Do you remember the telephone numbers of your childhood? Probably, because in those days that was one of the bits of information branded into your brain by parents in case you got lost. The stamp of it is probably still on your gray matter, like the date on a worn silver quarter.

Most of mine began with two letters. Out in Chester County when I was little, sometimes we said "696-" but most people knew it was really "OW6-" and that stood for "Owen 6." When we moved to the Main Line, everyone used them: Ours began "MI9-" for "MIdway 9." My girlfriend's was "MOhawk 7."

They're gone now, and a lot of the old America of the mid-20th century is gone with them. Like pumping your own gas and three-network television and savings accounts. Already they were archaic when I learned them; the automatic dialing system was operating everywhere I lived. Today, kids probably think the phone buttons have letters on them just so advertisers can work the company name into the phone number. But the original notion was to use words that could be easily and distinctly pronounced to an operator.

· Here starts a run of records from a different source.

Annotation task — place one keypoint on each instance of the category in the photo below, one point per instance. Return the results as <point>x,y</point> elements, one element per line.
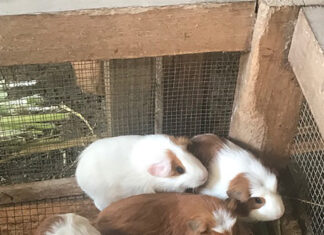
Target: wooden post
<point>158,119</point>
<point>107,82</point>
<point>306,56</point>
<point>267,104</point>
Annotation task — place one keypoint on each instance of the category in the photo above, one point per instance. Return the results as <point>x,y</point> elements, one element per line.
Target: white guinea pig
<point>114,168</point>
<point>64,224</point>
<point>236,173</point>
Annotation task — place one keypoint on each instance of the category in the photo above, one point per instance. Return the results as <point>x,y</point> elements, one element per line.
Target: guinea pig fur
<point>64,224</point>
<point>236,173</point>
<point>167,214</point>
<point>114,168</point>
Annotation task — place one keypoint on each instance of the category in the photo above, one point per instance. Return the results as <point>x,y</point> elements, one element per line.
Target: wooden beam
<point>279,3</point>
<point>39,191</point>
<point>306,57</point>
<point>266,107</point>
<point>125,33</point>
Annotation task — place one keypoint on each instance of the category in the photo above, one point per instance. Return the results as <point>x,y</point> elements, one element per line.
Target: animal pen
<point>253,72</point>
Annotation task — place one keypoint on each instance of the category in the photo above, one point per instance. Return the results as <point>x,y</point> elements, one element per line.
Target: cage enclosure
<point>70,77</point>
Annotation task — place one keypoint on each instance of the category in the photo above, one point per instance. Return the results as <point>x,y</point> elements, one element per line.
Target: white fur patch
<point>224,221</point>
<point>73,224</point>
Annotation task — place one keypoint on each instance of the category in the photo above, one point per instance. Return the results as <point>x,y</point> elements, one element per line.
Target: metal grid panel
<point>308,161</point>
<point>50,112</point>
<point>23,218</point>
<point>198,93</point>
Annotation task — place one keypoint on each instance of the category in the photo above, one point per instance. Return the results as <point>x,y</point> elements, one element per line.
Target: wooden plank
<point>39,190</point>
<point>19,7</point>
<point>125,33</point>
<point>266,109</point>
<point>306,57</point>
<point>294,2</point>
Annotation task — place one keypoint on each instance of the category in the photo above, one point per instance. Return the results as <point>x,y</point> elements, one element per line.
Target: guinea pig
<point>236,173</point>
<point>167,213</point>
<point>64,224</point>
<point>114,168</point>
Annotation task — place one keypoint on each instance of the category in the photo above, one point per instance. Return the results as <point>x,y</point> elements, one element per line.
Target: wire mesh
<point>308,168</point>
<point>24,218</point>
<point>49,112</point>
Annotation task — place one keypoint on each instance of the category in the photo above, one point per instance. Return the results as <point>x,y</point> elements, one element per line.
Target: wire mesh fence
<point>50,112</point>
<point>24,218</point>
<point>308,170</point>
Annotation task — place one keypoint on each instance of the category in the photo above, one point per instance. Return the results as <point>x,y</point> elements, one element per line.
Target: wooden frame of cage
<point>265,113</point>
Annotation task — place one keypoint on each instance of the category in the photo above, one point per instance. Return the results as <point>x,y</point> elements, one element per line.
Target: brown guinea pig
<point>234,172</point>
<point>167,213</point>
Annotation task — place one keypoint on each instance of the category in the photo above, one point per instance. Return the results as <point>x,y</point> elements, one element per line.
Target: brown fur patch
<point>162,213</point>
<point>47,224</point>
<point>204,147</point>
<point>239,188</point>
<point>181,140</point>
<point>175,162</point>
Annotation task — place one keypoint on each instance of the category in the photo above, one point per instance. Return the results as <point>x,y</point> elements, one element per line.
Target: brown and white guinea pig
<point>236,173</point>
<point>166,213</point>
<point>64,224</point>
<point>114,168</point>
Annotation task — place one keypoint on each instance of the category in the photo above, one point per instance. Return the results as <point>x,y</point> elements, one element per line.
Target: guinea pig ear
<point>197,226</point>
<point>160,169</point>
<point>239,188</point>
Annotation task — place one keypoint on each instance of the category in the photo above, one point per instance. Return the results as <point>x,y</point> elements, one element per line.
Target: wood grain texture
<point>39,190</point>
<point>125,33</point>
<point>306,57</point>
<point>267,104</point>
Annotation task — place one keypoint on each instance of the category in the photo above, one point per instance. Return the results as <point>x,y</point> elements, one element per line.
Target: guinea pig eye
<point>179,169</point>
<point>258,200</point>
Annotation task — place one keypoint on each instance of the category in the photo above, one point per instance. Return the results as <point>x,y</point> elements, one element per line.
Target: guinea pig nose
<point>204,179</point>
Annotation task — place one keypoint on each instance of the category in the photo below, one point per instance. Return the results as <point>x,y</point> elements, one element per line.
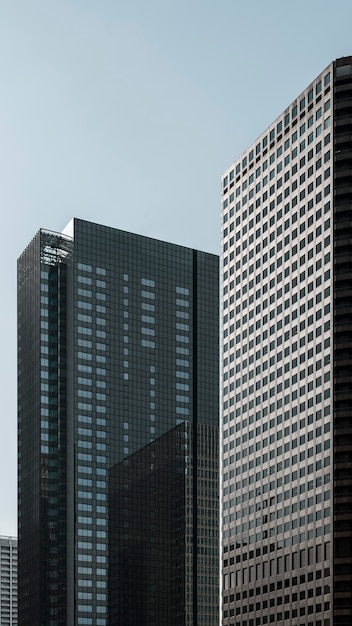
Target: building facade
<point>8,581</point>
<point>286,366</point>
<point>117,352</point>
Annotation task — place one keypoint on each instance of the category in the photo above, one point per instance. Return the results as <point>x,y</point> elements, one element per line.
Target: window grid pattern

One of my favorite uses of Internet technology is to build shrines to earlier technologies, and sure enough the exchange names have a memorial page.

Telephone numbers used to begin with two letters, which were an abbreviation for a word. For example, there was a Glenn Miller song called PEnnsylvania 6-5000, and Liz Taylor made a movie called BUtterfield-8. I'm just barely old enough to remember that my phone number at home when I was 5 or so started with SYcamore 4, or SY4. These were telephone exchanges, and had exchange names -- PEnnsylvania, SYcamore, KLondike, etc.

But the surprising thing is, there doesn't seem to be a surviving master list of them. Undaunted, the Web site and its fans set out to compile their own, based on partial lists from the 1950s and recollections of older readers.

Check the database and see if yours are on it.

Not content with merely memorializing the custom, however, they are encouraging a revival. "If someone asks for your phone number ... tell them 'MUrray 5-3247' " You can incorporate it into your phone message: "You've reached KLondike 5-3247 ..." or put it on your "business cards, advertisements, invitations, web pages" for that perfect retro look.